Private placements are a type of investment that were previously only made available to “accredited investors,” with an exception allowing a small number of non-accredited investors to invest in each particular company offering a private placement investment. The fact that these investments are not registered with the SEC makes private placements very risky. When a company is not registered with the SEC, there is no requirement on that company to file detailed financial reports, making it very difficult to determine how the company is performing.
But lack of transparency is only one of many risks inherent in private placements. These types of investments are frequently used as vehicles for scams, and are often pushed on unwitting investors by stockbrokers hoping to score a big commission.
The sales pitch for private placements usually includes mention that you are being given the opportunity to invest in a quickly growing company before its shares become publicly available, and once the company has its Initial Public Offering (IPO), you’ll be able to sell your shares over a stock exchange for a large profit. However, it is important to know that nobody can guarantee that any business will ever even have an IPO. This means you may have an investment that could be impossible to sell.
The JOBS Act has made two changes to the laws governing private placements that affect the average investor. First, companies are now allowed to advertise their private placement offerings to the public at large. While the law states that firms may only seek accredited investors through mass advertising, there is a risk that many more non-accredited investors will become aware of these investment opportunities. This makes it increasingly likely that an individual will be roped into investing in a private placement that is not a suitable investment given their investing knowledge and goals.
The second major change brought on by the JOBS Act is the legitimization of “crowdfunding” as a means of selling an ownership stake in a business. Crowdfunding allows business to sell small ownership stakes to large amounts of individuals. It’s important to remember that crowdfunding investments carry many of the same risks as private placements. It is difficult to determine the financial health of a crowdfunding investment, it may never become a public company and you may never be able to resell your ownership stake.

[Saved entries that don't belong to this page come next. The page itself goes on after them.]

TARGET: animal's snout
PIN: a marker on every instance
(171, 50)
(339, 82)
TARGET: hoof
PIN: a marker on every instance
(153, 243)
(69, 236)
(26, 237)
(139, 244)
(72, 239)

Your first line of defense in protecting yourself from being duped into a bad investment in a private company is to ask: Why me? If you can answer the question of “Why me?” with an answer that makes sense, investigate the person who is trying to sell this investment to you. Use FINRA’s BrokerCheck to verify that they are properly licensed to sell securities. FINRA also recommends checking to see if the person offering you investment securities has served time in federal prison. Time served could be a very good indication that you are dealing with a con-artist.
If the person selling you the investment checks out, do some research on the company you would be investing in. Read the offering materials in full and search the web for information about the company.
Finally, never invest more than you can afford to lose. Even legitimate private placement offerings, sold by legitimate dealers, are highly risky investments. You could do everything right, and still lose your entire investment.